There’s little you could do to spoil the film “Time Passages.”
That’s because descriptions and comparisons, even trying to put it broadly in the genre of a documentary, doesn’t seem quite right.
A reviewer for RogerEbert.com, who gave it three and a half stars out of four, says of its strategy that at times it “substitutes a movie you’ve likely seen before for one you likely haven’t, but the movie you haven’t seen is amazing.”
Kyle Henry is the film’s director. He grew up partly in Houston and went to Rice University and the University of Texas. He’s now a professor at Northwestern.
He joined the Standard to talk about the film. Listen to the interview above or read the transcript below.
This transcript has been edited lightly for clarity:

Filmmaker Kyle Henry
Texas Standard: This story is about your mother, your relationship, about aging, about death. How would you describe it?
Kyle Henry: I think it’s a coming of age for the third act of life.
What I faced, what so many people faced during the pandemic but also during — I don’t like using the word, but I’ll say it — the “silver tsunami” that’s coming up of caring for aging adults with dementia and Alzheimer’s, you become the parent. You are in a new world and a new relationship, so it’s also coming to terms with the story of your relationship with your parent.

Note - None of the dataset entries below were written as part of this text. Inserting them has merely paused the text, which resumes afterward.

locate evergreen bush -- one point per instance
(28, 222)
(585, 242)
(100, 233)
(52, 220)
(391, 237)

You mentioned already the pandemic is part of the setting of your film. How much did that influence its making?
I wanted to do a short film about memory and time and dementia because my mother already was in the later stages of dementia in 2019. [Before] the pandemic hit, a producer I knew from PBS contacted me and said, “We’re doing a series about the run up to the 2020 election. Do you want to be one of the people doing video diaries and their thoughts about the election?” I said “sure.” And then the pandemic hit.

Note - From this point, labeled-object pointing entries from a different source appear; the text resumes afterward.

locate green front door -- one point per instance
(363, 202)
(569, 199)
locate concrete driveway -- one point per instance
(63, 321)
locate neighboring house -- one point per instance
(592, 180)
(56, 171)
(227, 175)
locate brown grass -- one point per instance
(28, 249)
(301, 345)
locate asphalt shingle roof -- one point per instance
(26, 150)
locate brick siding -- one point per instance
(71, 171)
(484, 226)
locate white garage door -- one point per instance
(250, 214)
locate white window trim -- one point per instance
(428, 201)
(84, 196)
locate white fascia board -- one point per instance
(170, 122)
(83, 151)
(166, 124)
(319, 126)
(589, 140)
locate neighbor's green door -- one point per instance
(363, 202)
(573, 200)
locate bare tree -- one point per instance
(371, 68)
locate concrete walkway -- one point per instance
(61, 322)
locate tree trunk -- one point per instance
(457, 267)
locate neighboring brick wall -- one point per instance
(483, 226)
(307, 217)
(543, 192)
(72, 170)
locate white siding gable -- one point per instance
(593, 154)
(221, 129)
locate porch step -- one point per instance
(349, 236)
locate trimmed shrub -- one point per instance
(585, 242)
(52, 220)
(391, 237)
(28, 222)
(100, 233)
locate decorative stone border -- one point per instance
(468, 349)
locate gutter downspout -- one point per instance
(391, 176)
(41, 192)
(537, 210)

I, like millions of other people, had a mother trapped in an elder care facility. PBS, in its wisdom, thought maybe this isn’t the best time to do this documentary in a contentious year on the election, so they canceled that show.
I was in so deep therapeutically – being able to record these calls with my mother and use my cell phone to record my diary entries of what we were all going through – that I knew, someday, it could reflect the experiences of millions of other people.
I usually save my questions about audience for the end, but I feel compelled to ask up top, who did you make this film for?
First and foremost, I’m an artist and I make the film for myself — to transform myself, to learn something about the world and become a better person.
I really have faith at this point, at 54 years old, that none of us are unique. When we tell our stories with authenticity, specificity and drama, other people will be interested because we’re really not that different from each other. We all have this life cycle on this cosmic dimension plane of time and we’re interested in that, and each other, of how to navigate that with some grace.
In some ways, the hope is to have an impact that people will understand what’s coming up for them, for their families, and to make sure they advocate for the kind of resources that we’re all going to need.